7. SciPlay Corporation (NASDAQ:SCPL)

 

Number of Hedge Fund Holders: 26

SciPlay Corporation (NASDAQ:SCPL) is a subsidiary of Scientific Games Corporation. The company develops social casino games and casual games such as bingo, solitaire, and backgammon. The stock has gained close to 6% year to date as of June 30. 

Wedbush analyst Michael Pachter upgraded SciPlay Corporation (NASDAQ:SCPL) on June 10 to Outperform from Neutral, raising the price target to $17 from $14.50. The analyst believes multiple growth drivers could eventually allow SciPlay Corporation (NASDAQ:SCPL) to exceed expectations for the next few years, including “Alictus and the ad business, a pipeline of new casual releases, the gradual rollout of Project All Star and the evolution of the SciPlay engine, and the emergence of the direct-to-consumer platform”. The analyst sees further upside in the shares if company management can carry out its vision.

According to Insider Monkey’s Q1 data, 26 hedge funds were bullish on SciPlay Corporation (NASDAQ:SCPL), with combined stakes worth $124 million, compared to 25 funds in the prior quarter, holding stakes in the company valued at approximately $121 million. Arnaud Ajdler’s Engine Capital is the biggest stakeholder of SciPlay Corporation (NASDAQ:SCPL), with roughly 2 million shares worth $25.6 million. 

6. DraftKings Inc. (NASDAQ:DKNG)

 

Number of Hedge Fund Holders: 27

DraftKings Inc. (NASDAQ:DKNG) is a Boston-based digital sports entertainment and gaming company. The company offers sports betting and gaming technologies. On June 28, JMP Securities analyst Jordan Bender initiated coverage of DraftKings Inc. (NASDAQ:DKNG) with an Outperform rating and a $25 price target. The analyst believes the stock will see an optimistic re-rating as the company moves towards profitability. According to the analyst, DraftKings Inc. (NASDAQ:DKNG) is a high-growth and properly integrated gaming technology company that is ranked among the top three companies of its kind in the United States. He sees DraftKings Inc. (NASDAQ:DKNG) growing revenue at a yearly rate of 19% through 2030.

According to Insider Monkey’s first quarter database, 27 hedge funds reported long positions in DraftKings Inc. (NASDAQ:DKNG), compared to 34 funds in the last quarter. Like Sony Group Corporation (NYSE:SONY), The Walt Disney Company (NYSE:DIS), and Alphabet Inc. (NASDAQ:GOOG), elite hedge funds are monitoring DraftKings Inc. (NASDAQ:DKNG) as a notable gaming play. 

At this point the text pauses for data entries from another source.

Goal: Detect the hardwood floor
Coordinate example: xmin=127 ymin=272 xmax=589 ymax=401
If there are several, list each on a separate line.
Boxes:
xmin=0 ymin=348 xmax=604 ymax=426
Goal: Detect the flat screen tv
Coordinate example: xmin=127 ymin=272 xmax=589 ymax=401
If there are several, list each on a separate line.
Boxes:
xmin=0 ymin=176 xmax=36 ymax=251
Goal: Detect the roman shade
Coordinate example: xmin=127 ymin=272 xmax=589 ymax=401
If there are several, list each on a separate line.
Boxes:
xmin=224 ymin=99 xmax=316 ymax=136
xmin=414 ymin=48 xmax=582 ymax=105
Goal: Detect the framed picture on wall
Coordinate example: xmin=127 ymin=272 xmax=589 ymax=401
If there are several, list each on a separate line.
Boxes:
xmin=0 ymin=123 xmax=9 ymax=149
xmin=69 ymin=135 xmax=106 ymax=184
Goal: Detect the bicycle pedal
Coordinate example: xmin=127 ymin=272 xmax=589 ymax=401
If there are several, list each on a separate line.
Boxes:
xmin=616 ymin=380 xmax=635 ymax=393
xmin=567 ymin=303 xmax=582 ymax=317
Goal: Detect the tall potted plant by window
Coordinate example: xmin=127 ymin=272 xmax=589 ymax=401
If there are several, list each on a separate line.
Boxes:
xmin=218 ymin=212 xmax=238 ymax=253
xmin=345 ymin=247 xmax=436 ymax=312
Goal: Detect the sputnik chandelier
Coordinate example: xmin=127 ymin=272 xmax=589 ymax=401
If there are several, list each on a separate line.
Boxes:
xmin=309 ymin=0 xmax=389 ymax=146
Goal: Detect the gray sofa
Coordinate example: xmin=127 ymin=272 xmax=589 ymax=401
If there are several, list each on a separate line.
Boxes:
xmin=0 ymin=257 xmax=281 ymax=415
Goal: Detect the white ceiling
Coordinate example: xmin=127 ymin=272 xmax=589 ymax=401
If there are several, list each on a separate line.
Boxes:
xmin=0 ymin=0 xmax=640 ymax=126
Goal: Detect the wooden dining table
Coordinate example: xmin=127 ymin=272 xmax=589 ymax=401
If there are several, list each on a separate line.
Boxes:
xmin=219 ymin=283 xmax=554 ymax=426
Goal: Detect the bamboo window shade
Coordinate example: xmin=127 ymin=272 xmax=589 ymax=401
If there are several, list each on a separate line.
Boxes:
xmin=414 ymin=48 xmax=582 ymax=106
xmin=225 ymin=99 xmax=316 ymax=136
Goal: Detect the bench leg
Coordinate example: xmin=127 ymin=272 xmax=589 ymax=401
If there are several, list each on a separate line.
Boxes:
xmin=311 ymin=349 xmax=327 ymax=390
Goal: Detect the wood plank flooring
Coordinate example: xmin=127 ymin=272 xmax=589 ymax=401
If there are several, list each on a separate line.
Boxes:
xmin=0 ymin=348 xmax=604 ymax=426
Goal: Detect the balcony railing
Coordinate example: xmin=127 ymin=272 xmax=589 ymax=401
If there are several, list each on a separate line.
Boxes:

Here is what Baron Small Cap Fund has to say about DraftKings Inc. (NASDAQ:DKNG) in its Q4 2021 investor letter:

“Shares of DraftKings, Inc. fell in the quarter, as stocks of online gaming companies were under pressure. Sports betting and i-gaming are rolling out with great fanfare and success across the country; however, investors seem concerned about competition and margins. Most participants are spending heavily on marketing and promotions, which is cutting into margins. We see this as a worthy investment in customer acquisition at a moment in time when revenues are just building. We continue to believe that online sports betting and gaming will be enormous industries, and that DraftKings will be a leading player. We think the business will have high margins as it matures. We believe we are underwriting the business conservatively and see much upside in the long term.”